India yesterday said it will work out a programme in the next two months to phase out quantitative restrictions that would satisfy its trading partners and also will be acceptable domestically.
In the next 60 days we will work out a programme for phasing out QRs that will satisfy our trading partners in the World Trading Organisation (WTO) and also will be acceptable domestically, finance minister P Chidambaram said in his statement at the post-ministerial conference of Association of South-East Asian Nations (Asean).
Chidambaram, leading a high-level delegation, pledged that India would meet the criteria of compatibility with Asian members in the Asia-Pacific Economic Cooperation (APEC) forum and would meet the Apecs deadline of market liberalisation between 2010 and 2020.

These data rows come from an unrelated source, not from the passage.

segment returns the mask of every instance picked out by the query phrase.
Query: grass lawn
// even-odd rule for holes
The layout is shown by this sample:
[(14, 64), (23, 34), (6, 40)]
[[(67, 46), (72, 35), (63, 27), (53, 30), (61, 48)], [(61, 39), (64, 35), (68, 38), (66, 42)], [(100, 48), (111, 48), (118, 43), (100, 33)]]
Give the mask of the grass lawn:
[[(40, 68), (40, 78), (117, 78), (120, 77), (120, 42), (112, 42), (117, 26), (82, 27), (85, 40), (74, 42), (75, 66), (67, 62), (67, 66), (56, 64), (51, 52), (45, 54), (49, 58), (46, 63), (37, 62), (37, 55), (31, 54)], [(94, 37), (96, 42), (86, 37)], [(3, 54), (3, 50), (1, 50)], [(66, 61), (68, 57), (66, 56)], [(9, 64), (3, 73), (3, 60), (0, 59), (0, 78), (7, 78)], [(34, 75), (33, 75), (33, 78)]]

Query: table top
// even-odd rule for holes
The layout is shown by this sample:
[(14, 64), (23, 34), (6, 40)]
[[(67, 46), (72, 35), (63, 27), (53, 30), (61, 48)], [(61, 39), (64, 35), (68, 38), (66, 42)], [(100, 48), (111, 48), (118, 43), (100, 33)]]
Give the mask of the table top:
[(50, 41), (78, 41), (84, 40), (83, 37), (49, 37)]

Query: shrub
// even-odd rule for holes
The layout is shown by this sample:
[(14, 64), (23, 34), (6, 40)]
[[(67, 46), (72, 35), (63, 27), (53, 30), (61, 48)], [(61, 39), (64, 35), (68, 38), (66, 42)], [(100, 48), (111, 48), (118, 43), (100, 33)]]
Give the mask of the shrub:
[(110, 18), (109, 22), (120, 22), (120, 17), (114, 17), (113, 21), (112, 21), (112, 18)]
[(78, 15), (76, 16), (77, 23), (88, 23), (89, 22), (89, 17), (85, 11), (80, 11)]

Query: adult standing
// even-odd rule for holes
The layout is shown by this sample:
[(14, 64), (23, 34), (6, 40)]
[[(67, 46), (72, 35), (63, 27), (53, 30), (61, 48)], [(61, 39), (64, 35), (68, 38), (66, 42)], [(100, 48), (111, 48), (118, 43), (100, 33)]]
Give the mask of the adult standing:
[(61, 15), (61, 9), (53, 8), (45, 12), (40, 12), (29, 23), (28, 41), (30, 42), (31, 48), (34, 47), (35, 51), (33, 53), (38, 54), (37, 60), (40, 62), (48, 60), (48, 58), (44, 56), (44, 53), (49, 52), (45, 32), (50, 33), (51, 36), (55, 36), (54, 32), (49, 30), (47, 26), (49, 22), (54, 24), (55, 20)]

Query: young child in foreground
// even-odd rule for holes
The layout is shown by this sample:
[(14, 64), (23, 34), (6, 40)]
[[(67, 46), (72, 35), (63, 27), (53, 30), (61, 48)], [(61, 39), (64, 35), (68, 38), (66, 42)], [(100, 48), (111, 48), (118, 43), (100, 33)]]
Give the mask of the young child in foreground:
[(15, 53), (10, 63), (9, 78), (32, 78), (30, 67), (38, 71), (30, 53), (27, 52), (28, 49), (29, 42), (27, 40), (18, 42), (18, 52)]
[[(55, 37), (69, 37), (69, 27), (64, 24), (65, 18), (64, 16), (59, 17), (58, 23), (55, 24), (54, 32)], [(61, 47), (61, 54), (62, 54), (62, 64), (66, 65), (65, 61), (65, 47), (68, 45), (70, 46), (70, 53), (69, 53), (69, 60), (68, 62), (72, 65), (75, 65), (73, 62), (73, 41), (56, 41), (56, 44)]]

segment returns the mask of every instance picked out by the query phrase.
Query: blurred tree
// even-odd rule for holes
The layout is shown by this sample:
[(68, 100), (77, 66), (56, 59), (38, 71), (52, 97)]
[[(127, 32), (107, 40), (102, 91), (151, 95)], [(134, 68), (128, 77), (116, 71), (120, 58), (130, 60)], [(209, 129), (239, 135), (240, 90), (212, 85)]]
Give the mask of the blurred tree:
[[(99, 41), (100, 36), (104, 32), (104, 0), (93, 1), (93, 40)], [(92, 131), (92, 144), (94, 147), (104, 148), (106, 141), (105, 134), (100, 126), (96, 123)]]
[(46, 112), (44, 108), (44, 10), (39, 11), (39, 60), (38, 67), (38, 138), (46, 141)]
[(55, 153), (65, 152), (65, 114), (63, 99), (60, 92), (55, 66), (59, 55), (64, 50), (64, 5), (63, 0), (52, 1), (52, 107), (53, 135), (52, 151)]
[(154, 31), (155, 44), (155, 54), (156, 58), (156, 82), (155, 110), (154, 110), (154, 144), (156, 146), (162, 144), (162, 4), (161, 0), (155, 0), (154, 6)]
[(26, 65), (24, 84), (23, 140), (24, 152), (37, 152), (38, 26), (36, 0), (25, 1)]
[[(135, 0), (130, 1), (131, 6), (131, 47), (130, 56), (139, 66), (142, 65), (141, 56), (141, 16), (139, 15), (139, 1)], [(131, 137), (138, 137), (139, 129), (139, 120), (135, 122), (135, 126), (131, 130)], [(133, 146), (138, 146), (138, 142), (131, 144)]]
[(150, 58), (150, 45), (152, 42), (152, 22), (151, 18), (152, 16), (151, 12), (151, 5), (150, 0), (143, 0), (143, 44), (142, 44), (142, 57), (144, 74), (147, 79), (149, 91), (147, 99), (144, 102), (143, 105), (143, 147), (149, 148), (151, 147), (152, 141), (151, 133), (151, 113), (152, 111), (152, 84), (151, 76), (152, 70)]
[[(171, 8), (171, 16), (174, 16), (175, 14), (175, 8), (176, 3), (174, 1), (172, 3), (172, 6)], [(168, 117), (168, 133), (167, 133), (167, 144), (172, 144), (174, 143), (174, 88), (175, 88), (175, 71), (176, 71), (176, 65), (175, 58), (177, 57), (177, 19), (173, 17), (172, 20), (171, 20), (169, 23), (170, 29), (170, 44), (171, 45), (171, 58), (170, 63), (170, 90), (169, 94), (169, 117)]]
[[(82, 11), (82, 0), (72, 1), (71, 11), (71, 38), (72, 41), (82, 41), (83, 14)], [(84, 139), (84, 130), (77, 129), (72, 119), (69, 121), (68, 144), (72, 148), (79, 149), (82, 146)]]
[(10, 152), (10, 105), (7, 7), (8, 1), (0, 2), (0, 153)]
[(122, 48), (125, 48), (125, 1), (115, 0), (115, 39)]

The finance minister lamented that despite talks of multilateralism and open regionalism, restrictive business practices and preferential treatment in trade blocs all over the world still existed.
We find ourselves targeted by patently discriminatory and unjustified protectionist measures including the misuse of instruments like anti-dumping actions or technical barriers to trade, he said. Chidambaram said, We find linkages being sought to be established between our access to markets and our performance in areas like human rights and elimination of child labour concerns which are of paramount importance to us as well.
He said globalisation understood only in terms of trade in goods, services, technology and finance was a narrow concept as it should encompass the cross-border flow of human resources as well.
Chidambaram is the only finance minister in the group of foreign ministers and US secretary of state Madeleine Albright who are attending the two-day annual conference between Asean and its 10 dialogue partners.
The finance minister called on the developed countries to exercise greater understanding of local constraints and realities in the lesser developed world.
Realities are immutable, they do change. But they take time, particularly in a pluralistic, multi-ethnic and open democracy, Chidambaram said.
Stressing that post-ministerial conference was an ideal forum for discussing multilateral economic issues, Chidambaram said such dialogues would facilitate a more balanced evolution of World Trading Organisation and the international trading system.